At-Risk Youth Projects

Neighborhood beautification responses to gang and graffiti problems

Numerous studies have shown that the arts provide a uniquely effective vehicle for social mediation and remediation. This is nowhere more evident than in work among at-risk youth. In Latin America as well as elsewhere around the world, at-risk youth tend to gravitate into neighborhood gangs that develop highly territorial habits, expressed most visibly in works of graffiti. A wealthy community might have the resources to suppress this kind of activity and to paint over existing graffiti, but a poor community has to work more creatively to redirect the energies of these youth. When at-risk youth are involved in designing and creating their own murals and wall decorations, they become protective of their achievements and increase their personal stake in the appearance of their neighborhood. They learn lessons in positive teamwork and improve their relations with local property owners. These lessons hold as true in urban shantytowns as in rural cacer’as, but are especially important in settings that are suffering the almost overwhelming consequences of urban migration. These urban problems are far beyond the reach of governmental and aid agencies and depend on community-based solutions, inadequate as they may seem.

The best way to intervene with at-risk sectors is as early as possible, as young as possible. To cite again the work of the Latin American Art Resource Project, liaisons were set up with numerous agencies that work with children, and a city-wide project was developed in Tegucigalpa in coordination with a national UNICEF campaign against familial abuse of children. Designs were developed by children throughout the country and then, with the help of LAARP staff and volunteers, adapted into mural projects by children in seven target communities.
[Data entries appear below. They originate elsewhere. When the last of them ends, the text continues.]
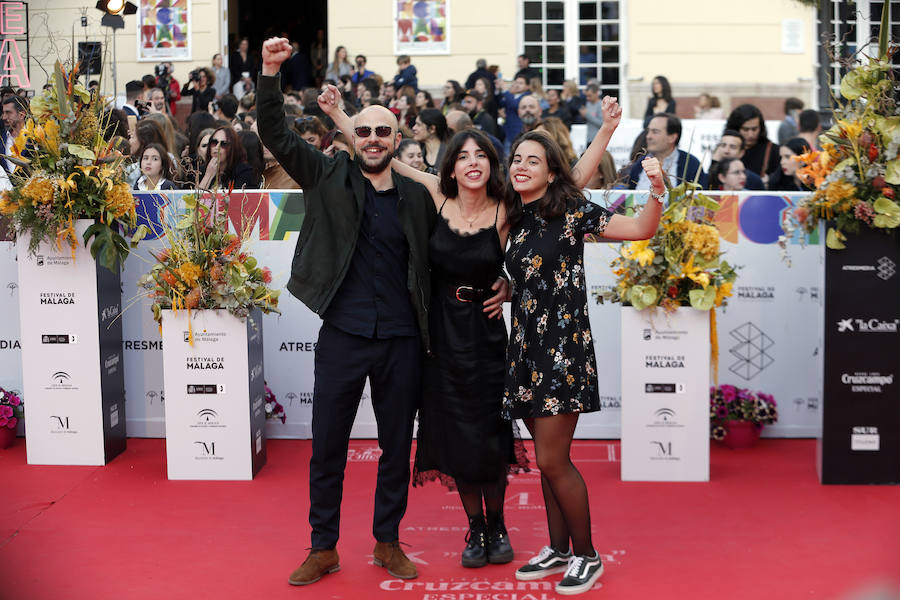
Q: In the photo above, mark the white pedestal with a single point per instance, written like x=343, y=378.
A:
x=72, y=371
x=665, y=395
x=215, y=396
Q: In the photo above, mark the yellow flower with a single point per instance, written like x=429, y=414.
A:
x=7, y=205
x=703, y=239
x=189, y=273
x=723, y=291
x=850, y=129
x=39, y=189
x=639, y=251
x=695, y=274
x=51, y=136
x=119, y=201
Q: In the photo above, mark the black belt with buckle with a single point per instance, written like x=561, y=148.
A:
x=467, y=293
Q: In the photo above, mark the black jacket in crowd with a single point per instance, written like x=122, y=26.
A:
x=334, y=190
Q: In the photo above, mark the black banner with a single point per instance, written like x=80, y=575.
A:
x=257, y=390
x=112, y=363
x=860, y=439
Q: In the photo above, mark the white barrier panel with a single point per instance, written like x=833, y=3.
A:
x=215, y=414
x=665, y=395
x=769, y=334
x=698, y=136
x=71, y=360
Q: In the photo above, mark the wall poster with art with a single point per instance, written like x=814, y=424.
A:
x=422, y=27
x=164, y=30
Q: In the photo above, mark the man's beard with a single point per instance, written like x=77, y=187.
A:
x=378, y=168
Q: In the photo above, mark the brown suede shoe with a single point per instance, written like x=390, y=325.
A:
x=391, y=557
x=319, y=562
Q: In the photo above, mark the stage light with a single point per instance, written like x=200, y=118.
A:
x=116, y=7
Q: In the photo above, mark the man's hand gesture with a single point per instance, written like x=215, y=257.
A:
x=275, y=52
x=612, y=112
x=329, y=100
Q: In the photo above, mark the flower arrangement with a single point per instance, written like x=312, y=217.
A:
x=857, y=172
x=67, y=171
x=11, y=409
x=680, y=265
x=205, y=266
x=274, y=409
x=729, y=403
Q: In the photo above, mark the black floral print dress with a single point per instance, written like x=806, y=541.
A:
x=550, y=363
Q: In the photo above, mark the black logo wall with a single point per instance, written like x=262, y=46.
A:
x=860, y=439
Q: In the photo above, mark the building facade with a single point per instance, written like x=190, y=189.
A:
x=762, y=52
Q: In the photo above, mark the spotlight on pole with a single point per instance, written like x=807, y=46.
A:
x=116, y=7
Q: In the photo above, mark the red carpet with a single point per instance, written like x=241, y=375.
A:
x=762, y=528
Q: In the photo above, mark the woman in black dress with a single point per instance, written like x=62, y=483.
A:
x=551, y=369
x=660, y=100
x=226, y=163
x=462, y=440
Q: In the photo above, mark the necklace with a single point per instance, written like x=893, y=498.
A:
x=471, y=221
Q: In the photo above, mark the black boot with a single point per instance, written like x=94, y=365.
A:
x=475, y=554
x=499, y=550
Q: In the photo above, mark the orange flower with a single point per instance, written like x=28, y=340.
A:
x=169, y=278
x=192, y=300
x=120, y=202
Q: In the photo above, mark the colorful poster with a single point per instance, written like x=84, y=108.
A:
x=422, y=27
x=163, y=30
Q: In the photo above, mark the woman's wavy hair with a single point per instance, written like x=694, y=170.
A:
x=433, y=117
x=167, y=169
x=236, y=152
x=562, y=193
x=495, y=187
x=744, y=113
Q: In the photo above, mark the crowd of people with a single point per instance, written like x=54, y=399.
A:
x=402, y=254
x=203, y=153
x=414, y=205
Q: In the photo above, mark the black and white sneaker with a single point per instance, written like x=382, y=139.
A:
x=547, y=562
x=582, y=574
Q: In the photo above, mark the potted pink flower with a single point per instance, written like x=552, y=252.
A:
x=11, y=410
x=738, y=415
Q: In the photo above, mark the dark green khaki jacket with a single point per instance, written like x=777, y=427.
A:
x=335, y=195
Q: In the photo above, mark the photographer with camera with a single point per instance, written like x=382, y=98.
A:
x=168, y=84
x=360, y=72
x=223, y=76
x=133, y=91
x=200, y=86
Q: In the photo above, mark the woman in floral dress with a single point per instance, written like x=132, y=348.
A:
x=551, y=370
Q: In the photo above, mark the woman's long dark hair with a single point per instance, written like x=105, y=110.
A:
x=666, y=92
x=562, y=193
x=720, y=168
x=495, y=187
x=744, y=113
x=167, y=170
x=236, y=153
x=432, y=117
x=457, y=90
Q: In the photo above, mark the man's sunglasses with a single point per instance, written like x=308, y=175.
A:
x=380, y=131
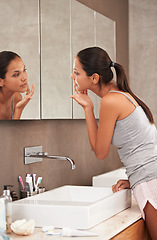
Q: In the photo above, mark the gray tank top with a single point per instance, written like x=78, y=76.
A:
x=136, y=139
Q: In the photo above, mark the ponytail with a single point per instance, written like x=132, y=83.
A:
x=123, y=85
x=97, y=60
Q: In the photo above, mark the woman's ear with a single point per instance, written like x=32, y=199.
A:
x=1, y=82
x=95, y=78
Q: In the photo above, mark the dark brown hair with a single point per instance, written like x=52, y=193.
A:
x=97, y=60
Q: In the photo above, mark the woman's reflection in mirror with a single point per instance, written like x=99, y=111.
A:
x=13, y=82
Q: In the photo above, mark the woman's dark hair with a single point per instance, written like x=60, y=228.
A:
x=97, y=60
x=5, y=58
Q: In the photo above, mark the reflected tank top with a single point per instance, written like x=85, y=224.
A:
x=136, y=140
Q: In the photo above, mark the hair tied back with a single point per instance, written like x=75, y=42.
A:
x=112, y=64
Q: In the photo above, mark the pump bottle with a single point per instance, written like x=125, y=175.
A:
x=8, y=207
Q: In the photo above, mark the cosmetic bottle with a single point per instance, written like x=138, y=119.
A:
x=8, y=207
x=29, y=182
x=2, y=215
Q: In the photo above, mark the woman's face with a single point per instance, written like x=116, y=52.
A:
x=16, y=76
x=81, y=80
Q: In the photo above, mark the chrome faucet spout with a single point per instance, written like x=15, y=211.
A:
x=63, y=158
x=46, y=156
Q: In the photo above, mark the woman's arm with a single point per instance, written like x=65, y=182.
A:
x=121, y=184
x=99, y=136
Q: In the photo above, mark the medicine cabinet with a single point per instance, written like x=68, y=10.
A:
x=47, y=34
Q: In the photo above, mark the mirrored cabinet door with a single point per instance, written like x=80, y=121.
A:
x=19, y=25
x=55, y=59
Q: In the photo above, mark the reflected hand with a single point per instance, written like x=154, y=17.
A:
x=22, y=103
x=121, y=184
x=81, y=97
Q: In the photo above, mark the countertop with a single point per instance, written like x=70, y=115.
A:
x=105, y=230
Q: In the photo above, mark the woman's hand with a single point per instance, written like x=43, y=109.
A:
x=121, y=184
x=23, y=102
x=82, y=98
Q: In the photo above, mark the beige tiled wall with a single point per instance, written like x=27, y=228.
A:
x=61, y=137
x=58, y=137
x=143, y=51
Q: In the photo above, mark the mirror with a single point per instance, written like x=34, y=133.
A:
x=66, y=28
x=47, y=34
x=19, y=24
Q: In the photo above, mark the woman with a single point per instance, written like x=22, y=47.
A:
x=125, y=121
x=13, y=81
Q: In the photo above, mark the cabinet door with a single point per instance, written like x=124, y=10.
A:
x=82, y=34
x=55, y=59
x=20, y=33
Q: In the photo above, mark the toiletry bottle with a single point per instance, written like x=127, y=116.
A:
x=29, y=182
x=8, y=207
x=2, y=215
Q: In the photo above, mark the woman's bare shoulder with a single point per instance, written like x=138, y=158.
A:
x=17, y=97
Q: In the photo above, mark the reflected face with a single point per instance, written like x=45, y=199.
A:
x=82, y=81
x=16, y=76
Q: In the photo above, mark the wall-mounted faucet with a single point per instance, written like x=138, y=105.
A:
x=35, y=154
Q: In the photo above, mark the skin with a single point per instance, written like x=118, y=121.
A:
x=15, y=82
x=114, y=107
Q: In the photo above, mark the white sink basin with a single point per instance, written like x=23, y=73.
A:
x=110, y=178
x=79, y=207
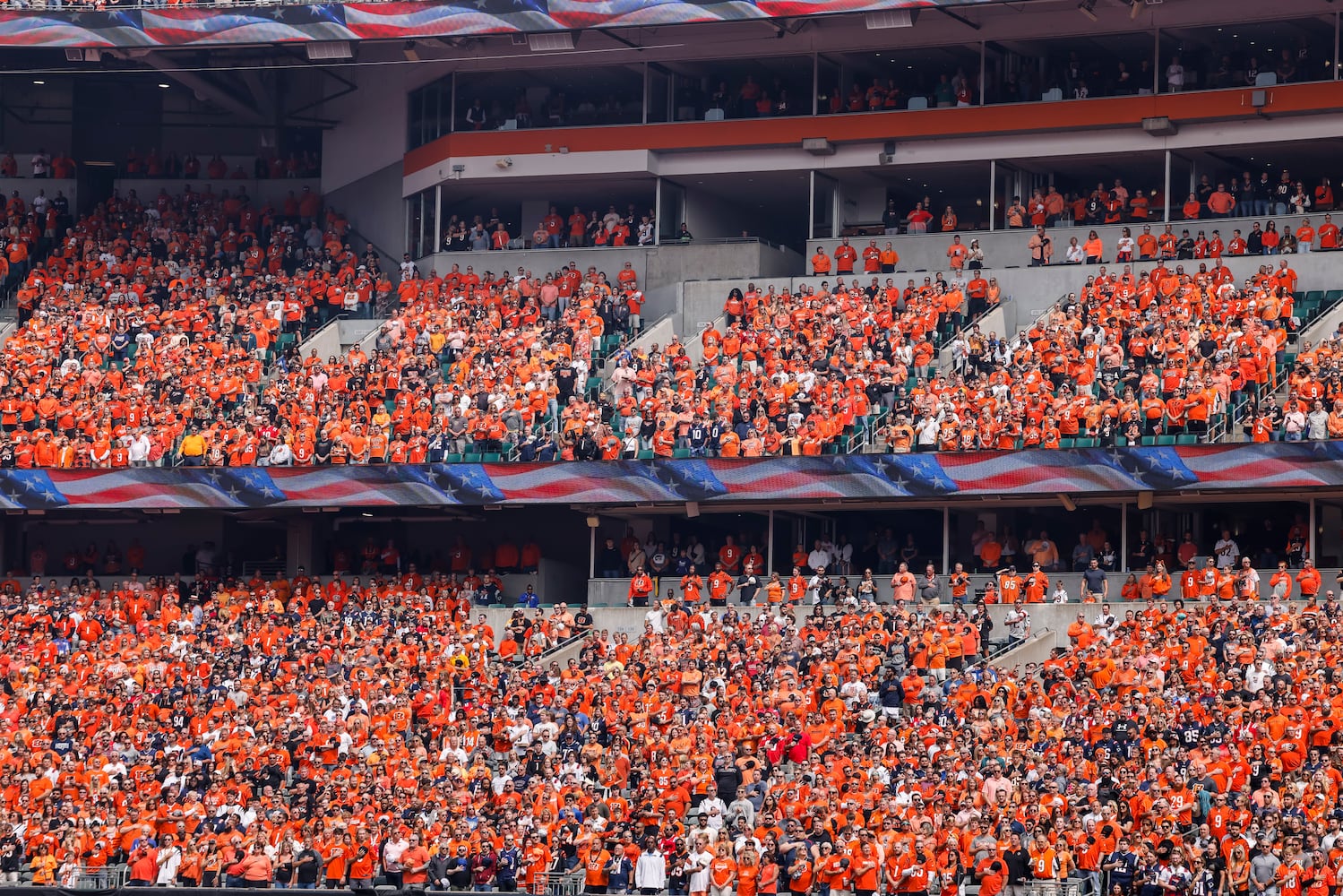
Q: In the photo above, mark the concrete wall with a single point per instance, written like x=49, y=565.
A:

Some examples of these designs and murals are shown at the end of this section. Care was taken to separate these projects from the school-based mural projects mentioned in the previous section, in order not to disrupt the school groups. However, the at-risk project did employ teachers and artist assistants who were trained in the course of the school-based projects. Many of these trainees have subsequently gone on to undertake socially-oriented public art resource projects of their own initiative, demonstrating the principle that the art resource modus operandi need not depend on the expertise of one particular program. This is to say, the basic art resource approach is sufficiently close to the ambitions of the people involved and their cultural traditions, it tends to propagate naturally once its value and effectiveness is recognized.